The most commonly used  measurement scales are: (i) Nominal scale; (ii) Ordinal scale; (iii) Interval scale; and (iv) Ratio scale.

(i) Nominal scale: In this scale, symbols, events or attributes are numbered in order to identify them. The number order is symbolic and not quantitative  it is just convenient labels. Nominal scales are convenient ways to track people, objects and events. Although the nominal scale is the least powerful measurement level, yet it is very useful and is used in routinely in surveys and ex-post-facto researches for classification of major sub-groups of the population.

(ii) Ordinal scale: The ordinal scale measures degrees of separation between an event, object or emotion rather than quantitative measurement.
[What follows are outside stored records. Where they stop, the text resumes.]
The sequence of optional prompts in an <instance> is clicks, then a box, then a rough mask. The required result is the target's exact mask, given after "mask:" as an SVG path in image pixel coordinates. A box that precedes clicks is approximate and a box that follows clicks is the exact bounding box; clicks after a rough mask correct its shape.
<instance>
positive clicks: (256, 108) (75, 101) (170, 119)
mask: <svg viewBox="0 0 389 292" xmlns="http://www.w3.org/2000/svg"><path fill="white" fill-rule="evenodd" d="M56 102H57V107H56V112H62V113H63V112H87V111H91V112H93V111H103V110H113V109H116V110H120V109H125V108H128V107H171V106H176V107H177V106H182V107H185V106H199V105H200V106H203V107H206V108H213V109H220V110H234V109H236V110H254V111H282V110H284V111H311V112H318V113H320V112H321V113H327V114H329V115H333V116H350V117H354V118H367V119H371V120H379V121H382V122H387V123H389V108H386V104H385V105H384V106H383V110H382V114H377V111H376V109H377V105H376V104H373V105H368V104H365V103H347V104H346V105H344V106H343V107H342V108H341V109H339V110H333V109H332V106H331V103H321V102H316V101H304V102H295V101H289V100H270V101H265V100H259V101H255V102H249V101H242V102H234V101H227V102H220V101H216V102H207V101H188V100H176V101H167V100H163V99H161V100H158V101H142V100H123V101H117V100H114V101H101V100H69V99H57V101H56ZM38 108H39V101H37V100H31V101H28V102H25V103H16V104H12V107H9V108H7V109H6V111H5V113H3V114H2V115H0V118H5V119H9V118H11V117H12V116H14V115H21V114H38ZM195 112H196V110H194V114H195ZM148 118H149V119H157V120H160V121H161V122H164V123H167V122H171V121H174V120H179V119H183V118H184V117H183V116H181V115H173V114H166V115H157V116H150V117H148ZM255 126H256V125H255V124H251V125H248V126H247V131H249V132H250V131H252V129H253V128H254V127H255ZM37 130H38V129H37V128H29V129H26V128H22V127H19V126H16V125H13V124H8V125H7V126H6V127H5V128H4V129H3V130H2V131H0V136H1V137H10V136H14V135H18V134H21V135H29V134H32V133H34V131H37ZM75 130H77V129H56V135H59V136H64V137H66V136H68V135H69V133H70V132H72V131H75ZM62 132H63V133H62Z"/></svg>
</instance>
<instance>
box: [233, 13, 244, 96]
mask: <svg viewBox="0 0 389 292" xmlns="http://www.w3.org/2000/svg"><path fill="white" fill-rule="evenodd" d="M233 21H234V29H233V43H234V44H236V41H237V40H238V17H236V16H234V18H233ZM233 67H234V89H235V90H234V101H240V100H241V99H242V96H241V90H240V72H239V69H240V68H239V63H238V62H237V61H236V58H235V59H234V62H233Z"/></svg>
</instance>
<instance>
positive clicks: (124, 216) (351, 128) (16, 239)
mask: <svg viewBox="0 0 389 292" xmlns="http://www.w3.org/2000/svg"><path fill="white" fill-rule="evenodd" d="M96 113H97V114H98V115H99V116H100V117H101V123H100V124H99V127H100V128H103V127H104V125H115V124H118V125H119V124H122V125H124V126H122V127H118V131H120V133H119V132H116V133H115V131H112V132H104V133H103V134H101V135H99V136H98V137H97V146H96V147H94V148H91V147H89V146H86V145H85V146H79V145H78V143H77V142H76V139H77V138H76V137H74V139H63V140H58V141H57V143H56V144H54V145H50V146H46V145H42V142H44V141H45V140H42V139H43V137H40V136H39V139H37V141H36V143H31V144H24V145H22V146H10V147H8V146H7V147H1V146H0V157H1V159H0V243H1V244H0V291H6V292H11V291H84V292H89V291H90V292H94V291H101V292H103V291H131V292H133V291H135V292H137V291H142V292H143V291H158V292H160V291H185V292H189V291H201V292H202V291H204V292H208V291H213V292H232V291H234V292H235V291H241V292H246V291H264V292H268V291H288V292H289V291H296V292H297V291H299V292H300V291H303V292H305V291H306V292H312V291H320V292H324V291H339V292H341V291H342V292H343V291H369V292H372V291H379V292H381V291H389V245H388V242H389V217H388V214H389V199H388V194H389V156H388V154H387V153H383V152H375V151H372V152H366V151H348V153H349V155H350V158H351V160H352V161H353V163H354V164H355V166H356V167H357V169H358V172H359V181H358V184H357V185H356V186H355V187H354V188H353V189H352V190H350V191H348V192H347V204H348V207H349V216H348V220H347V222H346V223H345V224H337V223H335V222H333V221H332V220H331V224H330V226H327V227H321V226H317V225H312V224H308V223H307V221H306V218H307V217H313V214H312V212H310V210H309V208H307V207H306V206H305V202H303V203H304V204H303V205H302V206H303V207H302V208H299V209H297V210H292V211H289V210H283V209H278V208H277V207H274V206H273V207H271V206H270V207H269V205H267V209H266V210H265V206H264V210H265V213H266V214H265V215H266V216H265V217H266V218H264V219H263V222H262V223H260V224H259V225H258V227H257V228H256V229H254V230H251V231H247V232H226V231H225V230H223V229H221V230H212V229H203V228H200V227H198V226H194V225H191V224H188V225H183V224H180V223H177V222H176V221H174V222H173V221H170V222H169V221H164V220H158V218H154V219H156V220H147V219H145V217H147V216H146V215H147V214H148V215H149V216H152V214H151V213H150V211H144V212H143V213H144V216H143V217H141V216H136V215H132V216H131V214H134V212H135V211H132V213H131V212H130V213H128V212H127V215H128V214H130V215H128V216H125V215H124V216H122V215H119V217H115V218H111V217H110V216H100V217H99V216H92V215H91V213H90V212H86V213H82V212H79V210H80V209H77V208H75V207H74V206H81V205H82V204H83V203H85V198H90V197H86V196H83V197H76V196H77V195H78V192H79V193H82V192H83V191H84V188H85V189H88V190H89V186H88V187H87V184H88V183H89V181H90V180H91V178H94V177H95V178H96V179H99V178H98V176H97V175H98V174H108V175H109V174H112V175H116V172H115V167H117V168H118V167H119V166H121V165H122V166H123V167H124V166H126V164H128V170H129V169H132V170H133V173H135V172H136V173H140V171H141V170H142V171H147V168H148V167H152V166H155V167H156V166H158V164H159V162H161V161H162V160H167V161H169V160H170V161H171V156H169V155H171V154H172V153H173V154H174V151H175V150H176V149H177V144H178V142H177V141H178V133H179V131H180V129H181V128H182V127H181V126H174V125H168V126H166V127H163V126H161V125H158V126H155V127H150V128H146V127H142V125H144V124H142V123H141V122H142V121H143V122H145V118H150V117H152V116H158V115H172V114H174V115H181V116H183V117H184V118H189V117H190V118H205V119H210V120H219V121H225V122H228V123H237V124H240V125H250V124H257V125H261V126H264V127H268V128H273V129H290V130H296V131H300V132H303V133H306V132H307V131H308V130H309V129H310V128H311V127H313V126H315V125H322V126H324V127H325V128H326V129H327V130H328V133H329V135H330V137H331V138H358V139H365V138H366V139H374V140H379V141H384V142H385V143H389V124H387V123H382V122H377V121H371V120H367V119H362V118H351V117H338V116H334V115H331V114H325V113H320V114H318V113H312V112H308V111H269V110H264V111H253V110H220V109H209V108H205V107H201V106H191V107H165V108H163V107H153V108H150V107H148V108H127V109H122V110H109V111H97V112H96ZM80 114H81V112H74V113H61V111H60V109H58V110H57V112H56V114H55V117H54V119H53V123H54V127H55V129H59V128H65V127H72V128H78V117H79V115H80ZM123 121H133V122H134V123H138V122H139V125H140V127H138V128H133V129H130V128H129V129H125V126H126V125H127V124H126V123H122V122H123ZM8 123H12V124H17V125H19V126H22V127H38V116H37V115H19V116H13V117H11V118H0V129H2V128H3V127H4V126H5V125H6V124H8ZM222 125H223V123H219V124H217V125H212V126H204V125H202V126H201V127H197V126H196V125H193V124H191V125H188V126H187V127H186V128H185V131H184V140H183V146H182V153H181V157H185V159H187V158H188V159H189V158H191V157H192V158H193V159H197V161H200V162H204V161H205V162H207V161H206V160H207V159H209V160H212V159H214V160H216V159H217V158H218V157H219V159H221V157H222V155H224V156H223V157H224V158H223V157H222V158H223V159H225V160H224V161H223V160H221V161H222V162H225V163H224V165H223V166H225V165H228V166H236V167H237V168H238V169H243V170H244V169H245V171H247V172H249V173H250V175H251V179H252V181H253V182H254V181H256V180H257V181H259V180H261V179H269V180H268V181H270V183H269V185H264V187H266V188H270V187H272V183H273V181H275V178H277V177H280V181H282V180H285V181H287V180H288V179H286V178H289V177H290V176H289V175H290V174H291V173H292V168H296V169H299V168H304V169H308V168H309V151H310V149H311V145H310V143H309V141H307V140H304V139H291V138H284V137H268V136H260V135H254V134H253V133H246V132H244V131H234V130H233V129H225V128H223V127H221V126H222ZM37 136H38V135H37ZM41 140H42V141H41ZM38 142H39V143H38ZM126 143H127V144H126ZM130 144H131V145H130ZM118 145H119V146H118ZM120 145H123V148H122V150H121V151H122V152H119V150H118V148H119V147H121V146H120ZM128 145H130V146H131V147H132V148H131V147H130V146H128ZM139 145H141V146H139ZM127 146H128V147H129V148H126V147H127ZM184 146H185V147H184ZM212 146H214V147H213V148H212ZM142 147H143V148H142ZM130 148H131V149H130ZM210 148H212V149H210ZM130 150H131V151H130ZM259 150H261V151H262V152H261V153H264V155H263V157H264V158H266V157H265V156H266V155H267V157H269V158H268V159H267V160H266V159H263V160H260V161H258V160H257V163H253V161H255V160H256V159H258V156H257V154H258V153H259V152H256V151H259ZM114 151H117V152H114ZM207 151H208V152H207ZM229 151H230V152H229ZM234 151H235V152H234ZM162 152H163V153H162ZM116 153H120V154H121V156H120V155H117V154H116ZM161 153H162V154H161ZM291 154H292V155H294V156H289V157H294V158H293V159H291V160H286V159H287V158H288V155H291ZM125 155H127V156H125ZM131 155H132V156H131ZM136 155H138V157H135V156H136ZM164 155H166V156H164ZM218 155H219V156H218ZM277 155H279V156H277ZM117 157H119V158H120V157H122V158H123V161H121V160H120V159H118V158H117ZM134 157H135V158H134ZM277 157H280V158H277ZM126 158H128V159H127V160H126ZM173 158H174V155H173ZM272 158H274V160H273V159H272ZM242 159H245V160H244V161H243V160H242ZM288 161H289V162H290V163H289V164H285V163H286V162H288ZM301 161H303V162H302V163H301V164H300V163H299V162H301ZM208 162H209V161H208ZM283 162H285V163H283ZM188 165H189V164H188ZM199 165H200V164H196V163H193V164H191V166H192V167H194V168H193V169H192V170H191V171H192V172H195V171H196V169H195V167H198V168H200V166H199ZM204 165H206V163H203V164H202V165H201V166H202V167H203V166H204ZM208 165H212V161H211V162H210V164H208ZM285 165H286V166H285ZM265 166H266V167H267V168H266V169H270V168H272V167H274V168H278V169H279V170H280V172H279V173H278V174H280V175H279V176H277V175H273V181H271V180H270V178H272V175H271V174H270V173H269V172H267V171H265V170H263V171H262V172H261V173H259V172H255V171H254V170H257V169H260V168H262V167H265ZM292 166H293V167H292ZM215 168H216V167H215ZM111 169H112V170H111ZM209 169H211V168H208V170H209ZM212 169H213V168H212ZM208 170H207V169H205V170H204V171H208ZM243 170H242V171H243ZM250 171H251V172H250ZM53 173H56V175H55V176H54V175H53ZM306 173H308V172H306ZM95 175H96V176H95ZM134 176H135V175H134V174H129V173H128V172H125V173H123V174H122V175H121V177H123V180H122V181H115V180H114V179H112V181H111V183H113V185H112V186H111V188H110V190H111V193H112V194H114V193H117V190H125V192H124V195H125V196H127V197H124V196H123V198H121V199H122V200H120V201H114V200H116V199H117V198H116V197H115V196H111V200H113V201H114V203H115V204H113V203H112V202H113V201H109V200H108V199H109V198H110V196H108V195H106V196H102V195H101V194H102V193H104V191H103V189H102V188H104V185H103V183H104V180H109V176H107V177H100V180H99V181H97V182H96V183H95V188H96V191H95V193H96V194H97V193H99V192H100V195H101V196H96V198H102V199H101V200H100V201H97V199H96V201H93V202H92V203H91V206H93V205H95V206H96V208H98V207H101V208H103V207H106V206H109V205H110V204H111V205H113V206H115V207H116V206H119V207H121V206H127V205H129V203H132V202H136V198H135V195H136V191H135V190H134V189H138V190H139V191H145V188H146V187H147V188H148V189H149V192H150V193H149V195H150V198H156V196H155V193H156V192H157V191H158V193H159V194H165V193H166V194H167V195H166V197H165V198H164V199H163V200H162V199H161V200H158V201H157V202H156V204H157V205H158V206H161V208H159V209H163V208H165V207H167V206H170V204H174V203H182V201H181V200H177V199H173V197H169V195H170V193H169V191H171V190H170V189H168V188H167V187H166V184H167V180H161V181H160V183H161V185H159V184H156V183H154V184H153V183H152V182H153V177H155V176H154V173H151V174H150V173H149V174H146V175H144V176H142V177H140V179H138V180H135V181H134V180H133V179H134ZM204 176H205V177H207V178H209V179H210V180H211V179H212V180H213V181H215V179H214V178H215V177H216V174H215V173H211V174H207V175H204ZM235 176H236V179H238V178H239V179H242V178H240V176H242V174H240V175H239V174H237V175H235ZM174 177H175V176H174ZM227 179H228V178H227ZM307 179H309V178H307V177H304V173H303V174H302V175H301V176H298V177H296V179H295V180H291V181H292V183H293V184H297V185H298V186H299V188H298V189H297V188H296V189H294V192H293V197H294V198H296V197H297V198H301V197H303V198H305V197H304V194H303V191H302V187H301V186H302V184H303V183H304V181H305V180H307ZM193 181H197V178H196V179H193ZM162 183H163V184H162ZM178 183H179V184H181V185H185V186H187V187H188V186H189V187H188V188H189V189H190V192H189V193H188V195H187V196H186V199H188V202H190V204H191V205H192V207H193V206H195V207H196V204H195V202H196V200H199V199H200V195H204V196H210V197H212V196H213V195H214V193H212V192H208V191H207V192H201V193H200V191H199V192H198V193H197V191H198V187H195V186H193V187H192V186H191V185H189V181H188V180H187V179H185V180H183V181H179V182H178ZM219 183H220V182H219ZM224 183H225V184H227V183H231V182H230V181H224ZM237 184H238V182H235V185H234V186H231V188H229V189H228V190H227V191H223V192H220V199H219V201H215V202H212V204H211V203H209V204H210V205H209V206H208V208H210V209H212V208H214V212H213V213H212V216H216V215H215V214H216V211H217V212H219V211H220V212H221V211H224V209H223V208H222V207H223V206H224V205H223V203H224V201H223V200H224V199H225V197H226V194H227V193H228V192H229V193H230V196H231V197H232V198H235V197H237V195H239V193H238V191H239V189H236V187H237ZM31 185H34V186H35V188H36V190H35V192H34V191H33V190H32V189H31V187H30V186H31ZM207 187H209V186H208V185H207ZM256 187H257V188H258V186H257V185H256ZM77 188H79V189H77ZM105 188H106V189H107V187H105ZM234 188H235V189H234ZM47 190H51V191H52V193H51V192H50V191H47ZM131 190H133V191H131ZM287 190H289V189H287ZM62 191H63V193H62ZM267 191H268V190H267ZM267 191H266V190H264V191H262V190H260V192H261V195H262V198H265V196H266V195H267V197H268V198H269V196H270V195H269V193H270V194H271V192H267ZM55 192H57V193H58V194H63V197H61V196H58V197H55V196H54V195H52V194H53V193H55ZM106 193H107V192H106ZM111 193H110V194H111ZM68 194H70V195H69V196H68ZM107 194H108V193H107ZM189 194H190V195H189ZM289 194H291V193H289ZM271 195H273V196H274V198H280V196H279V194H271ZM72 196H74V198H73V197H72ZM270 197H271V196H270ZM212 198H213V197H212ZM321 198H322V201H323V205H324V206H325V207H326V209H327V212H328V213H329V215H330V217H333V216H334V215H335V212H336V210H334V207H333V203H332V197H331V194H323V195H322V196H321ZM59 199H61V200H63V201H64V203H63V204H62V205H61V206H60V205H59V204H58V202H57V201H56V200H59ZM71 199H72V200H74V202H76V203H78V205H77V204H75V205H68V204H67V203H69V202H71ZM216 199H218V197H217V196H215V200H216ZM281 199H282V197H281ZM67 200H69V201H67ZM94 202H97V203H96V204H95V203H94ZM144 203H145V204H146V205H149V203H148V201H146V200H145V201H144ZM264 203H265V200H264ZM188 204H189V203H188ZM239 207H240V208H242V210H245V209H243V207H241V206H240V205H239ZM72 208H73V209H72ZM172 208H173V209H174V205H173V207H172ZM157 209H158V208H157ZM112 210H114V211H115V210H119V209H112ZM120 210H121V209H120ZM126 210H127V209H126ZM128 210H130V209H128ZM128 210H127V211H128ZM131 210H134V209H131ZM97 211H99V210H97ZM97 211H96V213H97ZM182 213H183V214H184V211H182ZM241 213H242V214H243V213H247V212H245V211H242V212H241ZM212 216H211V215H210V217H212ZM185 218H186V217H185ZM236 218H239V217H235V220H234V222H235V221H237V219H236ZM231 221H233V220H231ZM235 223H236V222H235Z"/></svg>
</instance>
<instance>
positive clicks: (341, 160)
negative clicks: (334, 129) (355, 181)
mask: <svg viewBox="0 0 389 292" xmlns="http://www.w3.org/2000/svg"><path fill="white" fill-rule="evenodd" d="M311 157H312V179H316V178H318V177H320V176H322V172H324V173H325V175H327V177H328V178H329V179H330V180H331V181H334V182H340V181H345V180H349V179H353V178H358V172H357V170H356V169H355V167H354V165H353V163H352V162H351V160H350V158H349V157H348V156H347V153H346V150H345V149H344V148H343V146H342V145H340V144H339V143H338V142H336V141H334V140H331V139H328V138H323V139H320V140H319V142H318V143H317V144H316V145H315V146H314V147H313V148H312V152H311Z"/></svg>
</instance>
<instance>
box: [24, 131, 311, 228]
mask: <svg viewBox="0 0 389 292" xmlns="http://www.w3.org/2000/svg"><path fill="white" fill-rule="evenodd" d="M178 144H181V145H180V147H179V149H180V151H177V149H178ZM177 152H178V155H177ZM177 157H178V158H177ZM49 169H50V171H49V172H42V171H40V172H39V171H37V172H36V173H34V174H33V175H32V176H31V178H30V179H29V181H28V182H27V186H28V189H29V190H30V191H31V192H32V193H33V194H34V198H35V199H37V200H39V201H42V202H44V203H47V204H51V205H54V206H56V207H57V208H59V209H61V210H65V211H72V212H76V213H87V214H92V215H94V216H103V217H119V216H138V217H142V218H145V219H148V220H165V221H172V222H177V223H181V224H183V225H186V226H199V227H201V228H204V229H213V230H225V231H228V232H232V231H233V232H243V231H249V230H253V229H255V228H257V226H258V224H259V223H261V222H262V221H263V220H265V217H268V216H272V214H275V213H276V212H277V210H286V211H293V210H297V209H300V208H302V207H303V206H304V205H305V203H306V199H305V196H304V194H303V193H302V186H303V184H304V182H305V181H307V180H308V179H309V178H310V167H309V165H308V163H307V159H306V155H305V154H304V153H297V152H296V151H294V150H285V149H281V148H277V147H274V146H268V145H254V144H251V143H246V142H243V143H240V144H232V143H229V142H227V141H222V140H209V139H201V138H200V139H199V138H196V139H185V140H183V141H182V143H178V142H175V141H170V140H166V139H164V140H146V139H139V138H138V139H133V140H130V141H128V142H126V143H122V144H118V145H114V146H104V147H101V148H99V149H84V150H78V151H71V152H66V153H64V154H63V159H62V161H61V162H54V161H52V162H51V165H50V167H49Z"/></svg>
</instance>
The scale measures qualitative phenomena, and rank from highest to lowest. Ordinal measures have absolute values, and the real differences between adjacent ranks may not be equal. The usage of an ordinal scale implies ‘greater than’ or ‘less than’ without our being able to state how much greater or less. Measures of statistical significance are restricted to non-parametric methods.

(iii) Interval scale: In interval scale, the intervals in the scale are not fixed by zero but are adjusted as assumptions. Interval scales have an arbitrary zero. The Fahrenheit scale and time can be examples of an interval scale.

(iv) Ratio scale: Ratio scales are those scales of measurement which have an absolute or true zero of measurement. The various examples of ratio scale are Mass, length, duration,energy etc. A ratio scale has equal distances and a true zero.